Minghui Cheng

My research
Civil infrastructure greatly shapes our cities and communities. As the changing climate poses an increasing risk, how can we effectively improve the safety, sustainability, and resilience of the infrastructure systems to better serve our communities? To address this question, my research develops efficient decision support tools for civil engineering stakeholders to manage their assets by leveraging big data and artificial intelligence.

System digital twin
I am building a digital twin to manage bridge networks. The digital twin monitors the risk of bridge networks given disparate sources of data. Bayesian network is used to incorporate the data, conduct system analysis, and perform efficient Bayesian updating of annual risk when new data is made available.
Surrogate modeling
I proposed meta-learning-based surrogate modeling (MLSM), which is the first framework to realize the idea of knowledge transfer for surrogate modeling. MLSM is suitable for efficient reliability analysis and optimization at a community level. It has been applied to climate change adaptation of bridge networks and fleet management.


Life-cycle management
Life-cycle management is used to cost-effectively ensure acceptable levels of safety and serviceability of civil infrastructure.
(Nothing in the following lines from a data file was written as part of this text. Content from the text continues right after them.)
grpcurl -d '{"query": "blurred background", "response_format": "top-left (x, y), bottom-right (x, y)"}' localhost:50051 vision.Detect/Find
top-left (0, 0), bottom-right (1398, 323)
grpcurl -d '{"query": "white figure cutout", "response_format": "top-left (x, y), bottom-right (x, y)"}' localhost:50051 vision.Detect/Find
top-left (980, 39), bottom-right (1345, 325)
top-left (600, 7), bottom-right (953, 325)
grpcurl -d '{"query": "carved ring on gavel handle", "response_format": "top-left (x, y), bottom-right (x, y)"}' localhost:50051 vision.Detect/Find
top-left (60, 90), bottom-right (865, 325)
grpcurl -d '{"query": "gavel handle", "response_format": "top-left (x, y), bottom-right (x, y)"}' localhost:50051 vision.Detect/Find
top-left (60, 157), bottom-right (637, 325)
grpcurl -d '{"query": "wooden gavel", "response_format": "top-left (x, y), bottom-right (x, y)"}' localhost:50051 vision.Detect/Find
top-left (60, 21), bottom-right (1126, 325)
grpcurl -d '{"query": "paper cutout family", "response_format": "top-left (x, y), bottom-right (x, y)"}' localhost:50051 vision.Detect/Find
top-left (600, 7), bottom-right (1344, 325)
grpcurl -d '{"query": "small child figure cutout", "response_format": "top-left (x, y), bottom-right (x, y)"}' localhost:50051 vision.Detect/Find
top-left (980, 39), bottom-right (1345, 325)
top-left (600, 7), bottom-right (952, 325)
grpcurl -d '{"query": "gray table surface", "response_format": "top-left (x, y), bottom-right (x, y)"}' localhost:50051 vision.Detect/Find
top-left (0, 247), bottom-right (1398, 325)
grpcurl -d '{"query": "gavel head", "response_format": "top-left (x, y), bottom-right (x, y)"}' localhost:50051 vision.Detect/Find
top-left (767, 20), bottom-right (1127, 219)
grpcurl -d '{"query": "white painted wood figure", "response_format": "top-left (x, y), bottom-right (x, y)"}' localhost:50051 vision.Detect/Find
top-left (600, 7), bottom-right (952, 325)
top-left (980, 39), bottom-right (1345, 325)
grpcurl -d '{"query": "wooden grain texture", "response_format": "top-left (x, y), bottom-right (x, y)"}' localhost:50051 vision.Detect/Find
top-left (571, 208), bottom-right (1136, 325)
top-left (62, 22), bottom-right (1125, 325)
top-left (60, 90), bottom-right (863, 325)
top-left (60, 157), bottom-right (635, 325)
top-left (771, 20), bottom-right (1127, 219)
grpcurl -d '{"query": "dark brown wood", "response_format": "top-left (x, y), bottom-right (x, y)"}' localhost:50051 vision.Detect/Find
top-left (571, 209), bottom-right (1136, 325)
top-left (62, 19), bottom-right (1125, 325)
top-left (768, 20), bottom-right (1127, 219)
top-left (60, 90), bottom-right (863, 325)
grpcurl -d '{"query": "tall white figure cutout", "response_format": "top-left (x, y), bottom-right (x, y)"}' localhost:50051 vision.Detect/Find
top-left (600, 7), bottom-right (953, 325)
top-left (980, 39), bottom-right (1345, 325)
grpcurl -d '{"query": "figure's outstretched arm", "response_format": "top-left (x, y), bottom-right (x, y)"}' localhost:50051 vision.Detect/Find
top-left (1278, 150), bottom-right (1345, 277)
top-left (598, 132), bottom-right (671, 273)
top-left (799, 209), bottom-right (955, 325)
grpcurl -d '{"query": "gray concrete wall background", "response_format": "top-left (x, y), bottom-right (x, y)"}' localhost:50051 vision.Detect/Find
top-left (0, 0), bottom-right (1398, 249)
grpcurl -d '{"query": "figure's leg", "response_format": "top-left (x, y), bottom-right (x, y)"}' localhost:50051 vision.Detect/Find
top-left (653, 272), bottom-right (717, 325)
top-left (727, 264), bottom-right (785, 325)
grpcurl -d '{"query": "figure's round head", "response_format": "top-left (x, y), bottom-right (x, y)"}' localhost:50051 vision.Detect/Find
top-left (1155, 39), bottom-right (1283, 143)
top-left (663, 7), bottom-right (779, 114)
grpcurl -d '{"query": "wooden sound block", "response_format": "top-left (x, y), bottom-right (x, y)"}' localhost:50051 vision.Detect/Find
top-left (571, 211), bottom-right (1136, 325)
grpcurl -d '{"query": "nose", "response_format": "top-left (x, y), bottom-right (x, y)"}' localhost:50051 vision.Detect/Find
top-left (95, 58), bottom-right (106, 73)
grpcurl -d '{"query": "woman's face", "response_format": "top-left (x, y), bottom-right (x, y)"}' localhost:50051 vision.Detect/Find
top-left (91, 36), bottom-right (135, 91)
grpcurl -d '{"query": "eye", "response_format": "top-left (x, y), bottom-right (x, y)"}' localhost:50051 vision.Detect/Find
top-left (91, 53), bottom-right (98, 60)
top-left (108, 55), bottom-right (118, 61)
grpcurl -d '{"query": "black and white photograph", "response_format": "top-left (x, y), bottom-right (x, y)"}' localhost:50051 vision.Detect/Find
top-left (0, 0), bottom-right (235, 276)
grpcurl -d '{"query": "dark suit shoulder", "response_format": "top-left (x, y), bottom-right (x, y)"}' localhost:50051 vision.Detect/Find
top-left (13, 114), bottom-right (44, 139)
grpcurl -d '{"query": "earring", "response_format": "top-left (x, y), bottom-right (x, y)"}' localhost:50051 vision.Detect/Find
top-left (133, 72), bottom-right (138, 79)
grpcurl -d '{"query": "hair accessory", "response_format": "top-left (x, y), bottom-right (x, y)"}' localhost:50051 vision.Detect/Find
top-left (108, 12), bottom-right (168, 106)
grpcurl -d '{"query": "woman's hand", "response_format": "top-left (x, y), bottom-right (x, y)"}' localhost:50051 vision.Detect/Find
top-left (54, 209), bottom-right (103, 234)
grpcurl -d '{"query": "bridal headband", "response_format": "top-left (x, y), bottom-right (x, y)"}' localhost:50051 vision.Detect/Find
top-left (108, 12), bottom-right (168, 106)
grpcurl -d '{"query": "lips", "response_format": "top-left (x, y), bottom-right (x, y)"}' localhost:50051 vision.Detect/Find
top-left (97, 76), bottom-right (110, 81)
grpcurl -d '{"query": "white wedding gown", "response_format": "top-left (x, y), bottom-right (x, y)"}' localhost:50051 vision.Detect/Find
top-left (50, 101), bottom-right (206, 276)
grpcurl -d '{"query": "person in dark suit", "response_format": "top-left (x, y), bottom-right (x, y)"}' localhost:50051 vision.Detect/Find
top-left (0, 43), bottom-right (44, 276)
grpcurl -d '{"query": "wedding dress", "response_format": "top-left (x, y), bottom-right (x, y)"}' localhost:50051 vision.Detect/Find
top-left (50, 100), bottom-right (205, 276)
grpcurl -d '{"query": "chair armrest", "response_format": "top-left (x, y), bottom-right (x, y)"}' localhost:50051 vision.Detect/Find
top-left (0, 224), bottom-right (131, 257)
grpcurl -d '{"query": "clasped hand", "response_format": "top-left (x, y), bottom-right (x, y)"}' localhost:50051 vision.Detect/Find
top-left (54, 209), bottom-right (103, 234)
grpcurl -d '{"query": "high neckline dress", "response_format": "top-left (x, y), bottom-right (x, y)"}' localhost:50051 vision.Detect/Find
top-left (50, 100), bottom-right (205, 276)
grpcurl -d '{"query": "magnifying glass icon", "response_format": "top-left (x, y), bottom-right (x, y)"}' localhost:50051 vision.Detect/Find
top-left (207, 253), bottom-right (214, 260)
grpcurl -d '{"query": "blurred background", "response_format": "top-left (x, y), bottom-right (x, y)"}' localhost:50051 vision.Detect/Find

Traditional condition-based maintenance strategies employing periodic inspections and fixed replacement thresholds are not cost-effective. Hence, I investigated several adaptive strategies relaxing these constraints. The best strategy (i.e., adaptive inspections with replacement thresholds in governmental guidelines) was then extended to structural systems. I also developed a framework based on deep reinforcement learning to integrate preferences of stakeholders into the strategy.
Measure preferences of civil engineering stakeholders
Behavior patterns affect the selection of optimal life-cycle management plans. Various decision-making models have been developed by economists, but there are no empirical studies to quantify the preferences of civil engineering stakeholders. I conducted two surveys to calibrate the delay and probability discounting models and the cumulative prospect theory to measure them. The calibrated models can better aid in decision-making for the stakeholders.